Arrivò in una stanza non molto grande. Non esistevano stanze grandi in quel luogo, probabilmente il fatto di essere così in profondità non permetteva esistessero. Nella stanza c'erano altre due persone vestite da militari, le loro uniformi così sgargianti che si capiva che erano alti ufficiali, come l'uomo che l'aveva portato lì. Lo salutarono avendo premura di stringergli la mano e sorridergli. Sembravano imbarazzati, come se capissero che non avrebbero mai dovuto portarlo in quel posto, come se sapessero come li vedeva lui.

«Questo posto» disse il suo accompagnatore, colonnello Whitaker aveva detto di chiamarsi «è un centro di ricerca militare per esplosivi. Questo è il motivo per cui potrebbe trovarlo un po' claustrofobico.»

Avevano le stesse sedie di tanti uffici statali, Francis si sedette e ci si trovò stranamente a suo agio. Pensò agli Stati Uniti che ordinavano un centinaio di sedie così, ne destinavano ottanta a squallidi uffici governativi e poi ne assegnavano una ventina a un centro di ricerca militare per esplosivi. Anche quello suonava ridicolo. «E' la prima informazione che mi date da quando mi avete chiamato» rispose, un po' stizzito.

Gli altri uomini si sedettero. Da come si disposero Francis capì che ci sarebbe stato qualcosa di interessante su una certa parete, perché erano tutti rivolti verso di essa. In effetti, a un cenno di uno di loro, cominciò a sollevarsi, tipo saracinesca, mostrando un ambiente dall'altra parte un po' più largo di quello in cui si trovavano, completamente spoglio, nessuna uscita o sbocco visibile tranne la finestra di vetro blindato attraverso cui la stavano guardando.

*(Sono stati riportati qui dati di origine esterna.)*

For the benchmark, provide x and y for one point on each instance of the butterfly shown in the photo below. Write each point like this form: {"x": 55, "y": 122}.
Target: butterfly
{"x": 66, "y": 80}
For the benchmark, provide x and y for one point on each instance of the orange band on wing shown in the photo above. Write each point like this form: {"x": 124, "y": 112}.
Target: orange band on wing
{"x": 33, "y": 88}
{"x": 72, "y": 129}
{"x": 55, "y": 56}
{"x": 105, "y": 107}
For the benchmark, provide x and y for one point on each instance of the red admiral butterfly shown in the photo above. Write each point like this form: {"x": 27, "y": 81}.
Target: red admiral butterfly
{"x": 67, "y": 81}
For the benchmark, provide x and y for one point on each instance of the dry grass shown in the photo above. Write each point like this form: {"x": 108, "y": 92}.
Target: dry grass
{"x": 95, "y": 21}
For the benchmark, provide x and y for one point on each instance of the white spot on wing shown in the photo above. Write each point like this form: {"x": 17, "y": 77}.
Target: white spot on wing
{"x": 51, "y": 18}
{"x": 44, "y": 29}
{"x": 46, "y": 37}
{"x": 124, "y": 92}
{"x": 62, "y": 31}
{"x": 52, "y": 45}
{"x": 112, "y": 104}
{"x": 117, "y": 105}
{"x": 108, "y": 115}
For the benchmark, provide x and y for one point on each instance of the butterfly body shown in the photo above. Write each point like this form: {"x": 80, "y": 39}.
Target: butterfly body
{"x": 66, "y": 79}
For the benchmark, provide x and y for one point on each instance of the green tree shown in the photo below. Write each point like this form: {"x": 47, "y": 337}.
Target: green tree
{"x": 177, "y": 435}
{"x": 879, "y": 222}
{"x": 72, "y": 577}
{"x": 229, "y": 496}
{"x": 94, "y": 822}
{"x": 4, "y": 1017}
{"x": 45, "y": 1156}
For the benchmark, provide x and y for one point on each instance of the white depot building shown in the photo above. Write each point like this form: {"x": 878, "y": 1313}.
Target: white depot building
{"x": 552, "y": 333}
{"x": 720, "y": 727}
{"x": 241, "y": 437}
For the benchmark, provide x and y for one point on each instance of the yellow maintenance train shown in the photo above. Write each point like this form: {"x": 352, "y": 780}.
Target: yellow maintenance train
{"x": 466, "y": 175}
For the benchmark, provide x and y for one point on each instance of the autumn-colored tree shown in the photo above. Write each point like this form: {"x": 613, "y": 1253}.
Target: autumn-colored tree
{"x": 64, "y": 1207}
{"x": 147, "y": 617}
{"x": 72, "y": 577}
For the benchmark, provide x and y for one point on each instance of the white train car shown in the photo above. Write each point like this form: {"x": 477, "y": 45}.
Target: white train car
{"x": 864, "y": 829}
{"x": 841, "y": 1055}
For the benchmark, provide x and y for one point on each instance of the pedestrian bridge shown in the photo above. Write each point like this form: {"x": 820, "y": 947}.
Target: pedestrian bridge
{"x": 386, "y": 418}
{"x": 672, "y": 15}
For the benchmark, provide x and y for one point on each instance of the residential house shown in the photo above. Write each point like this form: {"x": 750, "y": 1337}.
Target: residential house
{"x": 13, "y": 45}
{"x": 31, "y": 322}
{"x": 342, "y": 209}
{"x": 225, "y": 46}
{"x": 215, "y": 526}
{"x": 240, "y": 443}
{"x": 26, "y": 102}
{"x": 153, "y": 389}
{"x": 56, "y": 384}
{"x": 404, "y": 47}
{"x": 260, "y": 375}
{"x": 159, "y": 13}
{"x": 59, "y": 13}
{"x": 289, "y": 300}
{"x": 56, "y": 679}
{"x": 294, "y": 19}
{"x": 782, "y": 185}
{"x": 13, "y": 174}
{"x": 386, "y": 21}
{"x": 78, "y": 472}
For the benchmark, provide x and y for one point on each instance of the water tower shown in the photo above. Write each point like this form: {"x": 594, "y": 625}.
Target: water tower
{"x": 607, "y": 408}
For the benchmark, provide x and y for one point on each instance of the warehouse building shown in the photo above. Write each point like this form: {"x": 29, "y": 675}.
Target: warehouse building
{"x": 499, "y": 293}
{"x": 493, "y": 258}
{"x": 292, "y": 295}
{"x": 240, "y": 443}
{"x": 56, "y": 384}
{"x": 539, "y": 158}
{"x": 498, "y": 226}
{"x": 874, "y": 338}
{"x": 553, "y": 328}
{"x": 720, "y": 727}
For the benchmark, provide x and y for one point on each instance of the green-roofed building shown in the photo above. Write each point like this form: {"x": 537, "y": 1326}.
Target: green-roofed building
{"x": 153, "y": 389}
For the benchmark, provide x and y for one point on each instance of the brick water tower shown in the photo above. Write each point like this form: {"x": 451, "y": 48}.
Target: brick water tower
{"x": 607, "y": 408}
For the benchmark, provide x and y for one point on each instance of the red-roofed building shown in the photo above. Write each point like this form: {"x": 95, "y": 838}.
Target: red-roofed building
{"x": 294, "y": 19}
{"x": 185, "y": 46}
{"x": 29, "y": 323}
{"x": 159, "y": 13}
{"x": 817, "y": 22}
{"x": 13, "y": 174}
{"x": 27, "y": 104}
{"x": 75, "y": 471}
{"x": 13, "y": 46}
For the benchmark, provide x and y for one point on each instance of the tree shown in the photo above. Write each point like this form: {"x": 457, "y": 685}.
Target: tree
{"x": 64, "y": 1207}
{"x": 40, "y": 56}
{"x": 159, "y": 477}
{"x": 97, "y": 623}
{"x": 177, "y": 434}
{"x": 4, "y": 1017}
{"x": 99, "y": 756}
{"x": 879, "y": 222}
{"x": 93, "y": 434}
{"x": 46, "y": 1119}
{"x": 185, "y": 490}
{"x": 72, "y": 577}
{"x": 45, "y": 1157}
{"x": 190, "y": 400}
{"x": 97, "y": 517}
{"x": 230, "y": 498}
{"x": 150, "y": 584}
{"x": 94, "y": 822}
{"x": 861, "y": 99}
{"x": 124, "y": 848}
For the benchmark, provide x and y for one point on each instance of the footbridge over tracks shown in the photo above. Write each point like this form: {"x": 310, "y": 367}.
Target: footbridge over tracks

In mezzo stava in piedi una ragazzina di quattordici anni, capelli castani corti, viso a cuore, minuta. Guardava nella loro direzione e non sembrava per niente spaventata della situazione, anzi, nei suoi occhi c'era una risolutezza che intimidiva. Francis aveva già visto quella risolutezza negli occhi di ragazzini, in un certo senso era parte del suo lavoro.

Si accorse che tutti tacevano, per cogliere la sua prima reazione. «Questo quantomeno sembra più coerente con la mia qualifica» ammise «ma è anche la cosa più grottesca e assurda che possa immaginare. Togliete quella ragazzina da lì.»

«Ci ha chiesto lei di essere messa lì.» rispose un altro degli uomini, Rosenfield era il suo nome, forse generale Rosenfield, probabilmente il responsabile di tutta quella struttura.

«E voi l'avete assecondata?» chiese subito di rimando lui. Stava cercando di capire quando gli avrebbero detto che era tutto uno scherzo.

Rosenfield non sembrava una persona accomodante e Whitaker sembrava saperlo, per questo riprese la parola con un gesto della mano. «Ha presente il disastro di Nokata?»

«Naturalmente sì.» rispose Francis «Quando tre anni fa la città di Nokata, in Giappone, è stata quasi completamente rasa al suolo da un'esplosione. Ne hanno parlato i giornali per settimane.»

«Si ricorda quale fu la causa? Cosa dissero?»

«Un meteorite, credo. Un corpo celeste che aveva cambiato traiettoria e che non eravamo riusciti a intercettare. Qualcosa del genere.»